Pairwise, Magnitude, or Stars: What's the Best Way for Crowds to Rate?

March 18, 2017

Is the ubiquitous five star system improvable?

We compare three popular techniques of rating content: five star rating, pairwise comparison, and magnitude estimation.

We collected 39 000 ratings on a popular crowdsourcing platform, allowing us to release a dataset that will be useful for many related studies on user rating techniques. The dataset is available here.

Methodology

We ask each worker to rate 10 popular paintings using 3 rating methods:

Magnitude: Using any positive number (zero excluded).
Star: Choosing between 1 to 5 stars.
Pairwise: Pairwise comparisons between two images, with no ties allowed.

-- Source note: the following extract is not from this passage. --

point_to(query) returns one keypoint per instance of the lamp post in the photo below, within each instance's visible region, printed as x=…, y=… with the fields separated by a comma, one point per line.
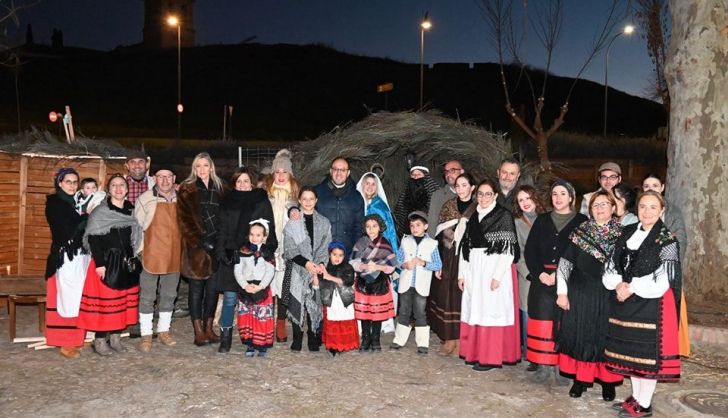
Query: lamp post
x=628, y=30
x=174, y=21
x=425, y=25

We run 6 different experiments (one for each combination of these three types) with 100 participants in each of them. We can thus analyze the bias given by the rating system order, and the results without order bias by using the aggregated data.

At the end of the rating activity in the task, we dynamically build the three painting rankings induced by the choices of the participant, and ask them which of the three rankings better reflects their preference (the ranking comparison is blind: There is no indication on how each ranking has been obtained, and their order is randomized).

Graphical interface to let the worker express their preference on the ranking induced by their own ratings.

What’s the preferred technique?

Participants clearly prefer the ranking obtained from their pairwise comparisons. We notice a memory bias effect: The last technique used is more likely to get the most accurate description of the real user preference. Despite this, the pairwise comparison technique obtained the maximum number of preferences in all cases.

Number of expression of preference of the ranking induced by the three different techniques.

Effort

While the pairwise comparison technique clearly requires more time than the other techniques, it would be comparable in terms of time with the other techniques using a dynamic test system (of order NlogN).

Average time per test, grouped by the order in which the tests have been run
Average time per test.

What did we learn?

Star rating is confirmed to be the most familiar way for users to rate content.
Magnitude is unintuitive with no added benefit.
Pairwise comparison, while requiring a higher number of low-effort user ratings, best reflects intrinsic user preferences and seems to be a promising alternative.